My traveling companion was my younger brother. When we arrived in DC, we met my pastor friend at the Union Station. He introduced us to his pastor friend who put us up for the night in his mansion in Fort Washington, MD. My brother and I each had our own room with an adjourning bathroom. It was like a hotel suite. On the morning of January 20, 2009, my friend picked us up with his mother in the driver’s seat. She had attended the March on Washington in 1963, so there was no one more befitting to drop us off at the Metro rail for the start of our journey to the National Mall for the inauguration.



We rode the train to L’Enfant Plaza. There are four subway lines that converge at the station so it was crowded like rush hour on a Tuesday morning in the Big Apple. The police directed everyone to one exit where there were two escalators about 200 feet long. They were turned off so we had to walk up the steps. There was a middle-aged white man in a wheelchair. He had two black female attendants. As he struggled on foot to climb the metal stairs, the women grappled with the chair behind him. When I reached the top, I went back and gave him a hand. He was in so much pain but determined to make it up the escalator. Nothing was going to hold him back from attending the inauguration.

Nothing was going to hold my brother and I back either. He resides in Buffalo, NY. I invited him to fly down to NYC and ride the bus with me that was provided by a civil rights organization. But when he arrived the bus was cancelled. We were not going to be held back however, so we decided to go Greyhound for a round trip of “$44,” which was a sign from GOD that our excursion was blessed. We made it to DC and the National Mall where we stood with millions of people of all races from across the country and around the world that had the same determined spirit to brace the cold wind that Tuesday morning and be a part of history.


The Book of 1 Corinthians was written by the Apostle Paul. The church of Corinth, which he started, was using its spiritual gifts improperly and Paul wanted to restore it to its holy foundation, which was JESUS CHRIST. Obama quoted from the verse, 1 Corinthians13:11 in his inauguration speech: “We remain a young nation, but in the words of scripture, the time has come to set aside childish things. The time has come to reaffirm our enduring spirit; to choose our better history; to carry forward that precious gift, that noble idea passed on from generation to generation; the GOD-given promise that we all are equal, all are free, and all deserve a chance to pursue their full measure of happiness.”

This was the “promissory note” that the Rev. Dr.

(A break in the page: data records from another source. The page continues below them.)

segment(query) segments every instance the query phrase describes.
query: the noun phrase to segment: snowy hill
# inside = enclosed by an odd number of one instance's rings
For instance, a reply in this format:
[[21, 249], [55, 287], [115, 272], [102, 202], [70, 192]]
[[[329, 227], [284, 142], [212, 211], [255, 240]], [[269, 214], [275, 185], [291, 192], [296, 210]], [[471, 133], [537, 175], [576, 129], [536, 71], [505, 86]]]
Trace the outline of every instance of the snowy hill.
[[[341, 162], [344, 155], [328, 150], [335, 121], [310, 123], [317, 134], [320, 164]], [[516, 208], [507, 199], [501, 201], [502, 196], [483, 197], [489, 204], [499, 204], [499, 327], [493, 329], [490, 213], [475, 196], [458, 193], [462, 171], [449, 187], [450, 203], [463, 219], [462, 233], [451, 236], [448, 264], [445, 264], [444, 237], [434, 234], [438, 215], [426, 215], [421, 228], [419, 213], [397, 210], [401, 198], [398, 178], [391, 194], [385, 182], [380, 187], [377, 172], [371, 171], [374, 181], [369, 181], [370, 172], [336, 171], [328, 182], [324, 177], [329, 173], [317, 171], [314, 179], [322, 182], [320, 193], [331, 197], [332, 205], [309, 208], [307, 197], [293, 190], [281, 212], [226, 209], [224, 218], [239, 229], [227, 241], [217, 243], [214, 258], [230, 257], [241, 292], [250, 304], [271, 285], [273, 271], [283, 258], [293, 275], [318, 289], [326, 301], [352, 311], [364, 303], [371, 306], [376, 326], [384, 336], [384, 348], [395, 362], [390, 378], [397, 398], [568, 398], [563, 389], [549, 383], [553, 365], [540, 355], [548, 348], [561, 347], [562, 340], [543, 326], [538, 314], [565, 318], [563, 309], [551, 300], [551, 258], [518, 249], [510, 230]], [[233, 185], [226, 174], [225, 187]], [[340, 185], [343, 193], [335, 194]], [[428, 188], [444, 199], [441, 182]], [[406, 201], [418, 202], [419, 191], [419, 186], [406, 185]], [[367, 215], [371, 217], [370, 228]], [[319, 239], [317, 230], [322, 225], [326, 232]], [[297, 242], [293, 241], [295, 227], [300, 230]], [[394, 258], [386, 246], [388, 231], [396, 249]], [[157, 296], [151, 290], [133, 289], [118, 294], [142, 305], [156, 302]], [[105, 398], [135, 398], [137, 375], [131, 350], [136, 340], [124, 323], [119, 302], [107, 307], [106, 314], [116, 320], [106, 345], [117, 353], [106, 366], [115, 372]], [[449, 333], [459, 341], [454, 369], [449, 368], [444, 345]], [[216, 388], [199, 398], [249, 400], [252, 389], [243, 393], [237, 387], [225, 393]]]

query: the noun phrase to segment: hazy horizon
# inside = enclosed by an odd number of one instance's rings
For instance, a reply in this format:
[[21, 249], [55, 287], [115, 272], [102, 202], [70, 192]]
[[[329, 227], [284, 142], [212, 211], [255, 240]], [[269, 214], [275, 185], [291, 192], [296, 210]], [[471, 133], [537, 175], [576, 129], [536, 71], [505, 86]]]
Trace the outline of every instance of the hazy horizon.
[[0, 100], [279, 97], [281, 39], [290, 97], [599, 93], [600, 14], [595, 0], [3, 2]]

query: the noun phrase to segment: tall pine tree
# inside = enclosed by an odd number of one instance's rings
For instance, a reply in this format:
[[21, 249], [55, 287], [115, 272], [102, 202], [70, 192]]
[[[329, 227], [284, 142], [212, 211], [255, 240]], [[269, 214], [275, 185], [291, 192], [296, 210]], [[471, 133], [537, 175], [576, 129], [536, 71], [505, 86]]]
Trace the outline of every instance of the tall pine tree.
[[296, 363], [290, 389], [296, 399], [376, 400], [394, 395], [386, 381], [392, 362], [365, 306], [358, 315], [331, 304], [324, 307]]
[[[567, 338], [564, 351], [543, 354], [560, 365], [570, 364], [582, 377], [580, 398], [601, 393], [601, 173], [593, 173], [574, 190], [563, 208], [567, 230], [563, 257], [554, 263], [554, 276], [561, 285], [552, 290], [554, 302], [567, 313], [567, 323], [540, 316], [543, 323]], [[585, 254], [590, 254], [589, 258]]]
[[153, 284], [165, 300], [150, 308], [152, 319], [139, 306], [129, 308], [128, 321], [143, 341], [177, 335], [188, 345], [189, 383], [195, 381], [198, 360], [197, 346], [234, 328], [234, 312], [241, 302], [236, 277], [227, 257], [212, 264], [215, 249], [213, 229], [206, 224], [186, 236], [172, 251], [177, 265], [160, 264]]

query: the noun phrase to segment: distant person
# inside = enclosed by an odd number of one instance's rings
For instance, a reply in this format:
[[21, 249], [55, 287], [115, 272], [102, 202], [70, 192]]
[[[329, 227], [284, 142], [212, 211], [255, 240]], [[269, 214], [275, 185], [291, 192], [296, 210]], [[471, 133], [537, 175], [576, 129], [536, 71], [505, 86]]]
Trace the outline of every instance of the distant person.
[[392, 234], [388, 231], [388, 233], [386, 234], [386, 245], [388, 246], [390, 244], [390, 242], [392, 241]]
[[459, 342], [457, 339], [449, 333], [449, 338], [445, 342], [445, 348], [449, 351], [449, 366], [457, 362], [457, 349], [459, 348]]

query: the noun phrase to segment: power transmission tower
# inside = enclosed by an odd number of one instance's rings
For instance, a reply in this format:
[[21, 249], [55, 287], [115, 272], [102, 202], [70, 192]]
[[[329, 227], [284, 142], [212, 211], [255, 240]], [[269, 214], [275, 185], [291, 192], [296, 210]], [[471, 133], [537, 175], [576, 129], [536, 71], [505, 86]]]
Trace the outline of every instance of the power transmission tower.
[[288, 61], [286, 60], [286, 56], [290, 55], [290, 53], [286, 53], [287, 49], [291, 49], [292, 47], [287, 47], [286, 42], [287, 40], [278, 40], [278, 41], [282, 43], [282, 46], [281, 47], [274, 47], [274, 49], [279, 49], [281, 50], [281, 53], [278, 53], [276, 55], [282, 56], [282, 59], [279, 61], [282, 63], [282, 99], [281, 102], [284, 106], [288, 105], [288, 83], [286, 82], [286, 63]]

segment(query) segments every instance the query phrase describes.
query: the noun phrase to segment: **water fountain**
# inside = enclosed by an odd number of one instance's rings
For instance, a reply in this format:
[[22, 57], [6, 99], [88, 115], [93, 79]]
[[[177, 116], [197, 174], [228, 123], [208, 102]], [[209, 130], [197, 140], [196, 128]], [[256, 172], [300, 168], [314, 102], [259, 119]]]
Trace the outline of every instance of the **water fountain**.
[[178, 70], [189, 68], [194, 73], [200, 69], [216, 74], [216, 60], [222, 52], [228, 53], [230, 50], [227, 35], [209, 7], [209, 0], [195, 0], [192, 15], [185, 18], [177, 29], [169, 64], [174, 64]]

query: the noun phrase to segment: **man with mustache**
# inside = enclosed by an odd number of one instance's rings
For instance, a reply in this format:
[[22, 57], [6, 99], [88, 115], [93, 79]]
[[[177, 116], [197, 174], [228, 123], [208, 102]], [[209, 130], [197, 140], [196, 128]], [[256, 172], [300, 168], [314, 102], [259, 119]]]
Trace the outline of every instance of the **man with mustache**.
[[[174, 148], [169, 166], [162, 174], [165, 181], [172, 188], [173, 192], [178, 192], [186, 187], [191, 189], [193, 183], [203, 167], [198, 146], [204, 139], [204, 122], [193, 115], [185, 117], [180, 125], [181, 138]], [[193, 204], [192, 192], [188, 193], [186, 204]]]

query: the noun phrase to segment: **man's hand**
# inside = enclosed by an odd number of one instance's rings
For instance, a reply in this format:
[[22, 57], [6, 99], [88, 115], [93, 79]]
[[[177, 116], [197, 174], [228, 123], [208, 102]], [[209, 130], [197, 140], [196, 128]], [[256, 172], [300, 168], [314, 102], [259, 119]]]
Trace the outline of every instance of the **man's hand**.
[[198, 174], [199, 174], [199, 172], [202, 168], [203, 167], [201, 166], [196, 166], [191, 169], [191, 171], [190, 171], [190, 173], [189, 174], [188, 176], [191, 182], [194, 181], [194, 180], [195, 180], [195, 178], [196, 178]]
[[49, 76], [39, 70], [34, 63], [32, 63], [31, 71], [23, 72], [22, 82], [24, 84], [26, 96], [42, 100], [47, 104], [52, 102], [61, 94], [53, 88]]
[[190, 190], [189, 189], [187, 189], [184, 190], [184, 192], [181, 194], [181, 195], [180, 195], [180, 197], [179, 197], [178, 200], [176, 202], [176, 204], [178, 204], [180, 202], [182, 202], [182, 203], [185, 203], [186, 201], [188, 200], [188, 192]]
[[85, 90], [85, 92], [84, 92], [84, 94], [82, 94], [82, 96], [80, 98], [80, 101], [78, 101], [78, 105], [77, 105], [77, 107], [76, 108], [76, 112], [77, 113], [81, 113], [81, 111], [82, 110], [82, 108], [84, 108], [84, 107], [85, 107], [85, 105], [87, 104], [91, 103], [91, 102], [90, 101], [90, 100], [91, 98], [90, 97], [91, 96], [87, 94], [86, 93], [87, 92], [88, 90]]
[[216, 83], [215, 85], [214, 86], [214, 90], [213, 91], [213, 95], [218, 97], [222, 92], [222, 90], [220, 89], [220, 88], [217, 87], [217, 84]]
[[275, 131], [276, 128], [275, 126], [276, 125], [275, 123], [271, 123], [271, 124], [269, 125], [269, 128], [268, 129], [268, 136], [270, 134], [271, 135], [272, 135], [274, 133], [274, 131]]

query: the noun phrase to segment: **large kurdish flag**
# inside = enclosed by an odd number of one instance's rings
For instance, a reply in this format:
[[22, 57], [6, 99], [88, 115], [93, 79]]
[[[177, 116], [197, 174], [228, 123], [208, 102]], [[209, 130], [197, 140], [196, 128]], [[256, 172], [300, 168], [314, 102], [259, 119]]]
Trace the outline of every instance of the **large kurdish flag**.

Martin Luther King, Jr. described in his historic, “I Have a Dream” speech, which he delivered from the Mall forty-five years ago. King remarked: “This will be a day when all of GOD’s children will be able to sing with new meaning, ‘My country ‘tis of thee, sweet land of liberty, of thee I sing. Land where my father died, land of the pilgrim’s pride, from every mountainside, let freedom ring.” And Aretha Franklin sang it!

After the Inauguration, my brother and I walked up Independence Avenue headed for the bus depot, I thought about the choice I made on November 4, 2008 that lead to the swearing in of our first African American chief executive and how I was looking forward to the future and the new administration.